In una serata con poco spettacolo in campo, tra le giocate migliori ci sono quelle nate dai piedi del colombiano, che illumina la gara con la sua classe quando riesce a involarsi o a incunearsi tra i difensori rossoblù. Nel primo tempo ci prova, ma non trova lo specchio – il primo guizzo col destro dopo otto minuti termina sul fondo e il diagonale su assist di Quagliarella al 16' non è preciso -, ma nella ripresa i pericoli per la porta difesa da Lamanna si fanno più concreti: la traversa trema colpita dalla potente conclusione scagliata col mancino al 50'.
La traversa è lo squillo, ma al 25' della ripresa Muriel suona una sinfonia: rapace, approfitta di uno svarione difensivo della squadra di Mandolini e ruba palla a Munoz gonfiando la rete con una conclusione di piatto potente e angolata, nella quale velocità, freddezza, tecnica e potenza si amalgamano creando un mix vincente.

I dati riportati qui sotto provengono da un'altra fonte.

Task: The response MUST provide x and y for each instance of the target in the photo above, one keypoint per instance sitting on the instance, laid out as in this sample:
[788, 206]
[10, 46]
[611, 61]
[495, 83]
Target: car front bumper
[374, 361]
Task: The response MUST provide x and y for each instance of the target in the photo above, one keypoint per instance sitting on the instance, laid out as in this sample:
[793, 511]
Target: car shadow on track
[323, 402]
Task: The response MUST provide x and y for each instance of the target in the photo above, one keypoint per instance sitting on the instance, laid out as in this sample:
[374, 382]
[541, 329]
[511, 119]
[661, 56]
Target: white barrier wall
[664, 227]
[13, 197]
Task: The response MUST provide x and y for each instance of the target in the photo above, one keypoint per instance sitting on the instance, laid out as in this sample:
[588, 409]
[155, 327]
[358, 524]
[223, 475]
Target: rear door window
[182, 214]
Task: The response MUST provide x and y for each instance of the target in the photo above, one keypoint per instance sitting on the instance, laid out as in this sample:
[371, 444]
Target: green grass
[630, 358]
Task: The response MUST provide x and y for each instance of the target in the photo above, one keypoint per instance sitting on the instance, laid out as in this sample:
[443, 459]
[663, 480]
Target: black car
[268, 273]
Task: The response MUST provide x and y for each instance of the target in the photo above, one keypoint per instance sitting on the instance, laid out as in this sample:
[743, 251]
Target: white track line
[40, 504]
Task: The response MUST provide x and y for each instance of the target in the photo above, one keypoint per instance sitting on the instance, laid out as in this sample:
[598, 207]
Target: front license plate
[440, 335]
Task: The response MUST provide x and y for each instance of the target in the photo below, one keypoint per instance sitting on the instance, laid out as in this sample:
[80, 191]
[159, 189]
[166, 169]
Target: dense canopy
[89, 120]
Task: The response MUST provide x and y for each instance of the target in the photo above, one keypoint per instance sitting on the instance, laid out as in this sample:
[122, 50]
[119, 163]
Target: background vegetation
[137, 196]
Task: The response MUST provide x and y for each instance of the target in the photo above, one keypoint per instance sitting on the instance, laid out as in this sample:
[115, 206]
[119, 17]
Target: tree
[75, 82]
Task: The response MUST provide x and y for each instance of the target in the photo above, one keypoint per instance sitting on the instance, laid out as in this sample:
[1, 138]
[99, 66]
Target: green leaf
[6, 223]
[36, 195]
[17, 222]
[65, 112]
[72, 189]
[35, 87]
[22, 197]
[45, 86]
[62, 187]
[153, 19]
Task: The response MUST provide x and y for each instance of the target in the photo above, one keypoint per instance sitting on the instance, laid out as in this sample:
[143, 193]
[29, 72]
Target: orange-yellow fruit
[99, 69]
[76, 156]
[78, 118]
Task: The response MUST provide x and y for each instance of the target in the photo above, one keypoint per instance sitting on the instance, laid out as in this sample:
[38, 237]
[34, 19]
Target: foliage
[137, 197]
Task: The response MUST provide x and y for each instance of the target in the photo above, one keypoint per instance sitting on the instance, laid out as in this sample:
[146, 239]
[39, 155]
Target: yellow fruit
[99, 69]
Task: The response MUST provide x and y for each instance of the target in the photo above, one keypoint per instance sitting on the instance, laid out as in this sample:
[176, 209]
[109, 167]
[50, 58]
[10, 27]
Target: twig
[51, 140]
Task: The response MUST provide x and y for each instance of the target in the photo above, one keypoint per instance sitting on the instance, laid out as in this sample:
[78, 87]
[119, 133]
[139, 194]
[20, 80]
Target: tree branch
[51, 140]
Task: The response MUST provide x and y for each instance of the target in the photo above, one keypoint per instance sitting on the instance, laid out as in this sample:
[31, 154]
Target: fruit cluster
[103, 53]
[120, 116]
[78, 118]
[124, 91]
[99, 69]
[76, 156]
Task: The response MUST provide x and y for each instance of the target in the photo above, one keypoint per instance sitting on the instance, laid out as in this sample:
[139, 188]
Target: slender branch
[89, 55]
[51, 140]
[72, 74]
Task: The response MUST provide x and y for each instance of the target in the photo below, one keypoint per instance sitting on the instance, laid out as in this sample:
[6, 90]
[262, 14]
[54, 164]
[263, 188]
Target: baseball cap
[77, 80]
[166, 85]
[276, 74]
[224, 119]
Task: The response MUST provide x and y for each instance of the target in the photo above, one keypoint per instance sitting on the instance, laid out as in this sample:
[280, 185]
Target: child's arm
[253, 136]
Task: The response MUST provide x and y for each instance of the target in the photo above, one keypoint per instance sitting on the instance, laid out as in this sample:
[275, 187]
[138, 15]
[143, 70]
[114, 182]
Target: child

La Sud esplode di gioia e lo stesso accade all'attaccante, che rimedia un giallo per la sua prolungata e comprensibile esultanza.
Dopo il goal la Samp guadagna campo e prova ad approfittare degli spazi creatisi dopo il calo di energie dei rossoblù. Muriel è prezioso nel guadagnare falli con i suoi guizzi, si sacrifica per recuperare palla ed esce dopo avere speso tutte le energie a disposizione, stremato dai crampi. Una prestazione eccellente e decisiva. In fondo, viene da sorridere pensando ai commenti sulla sua forma fisica che in passato è capitato di ascoltare. Se il colombiano è in serata, non esiste longilineo difensore che possa arginarlo. Il match winner del derby è lui, per la gioia dei tifosi blucerchiati e della società, che in lui ha sempre creduto.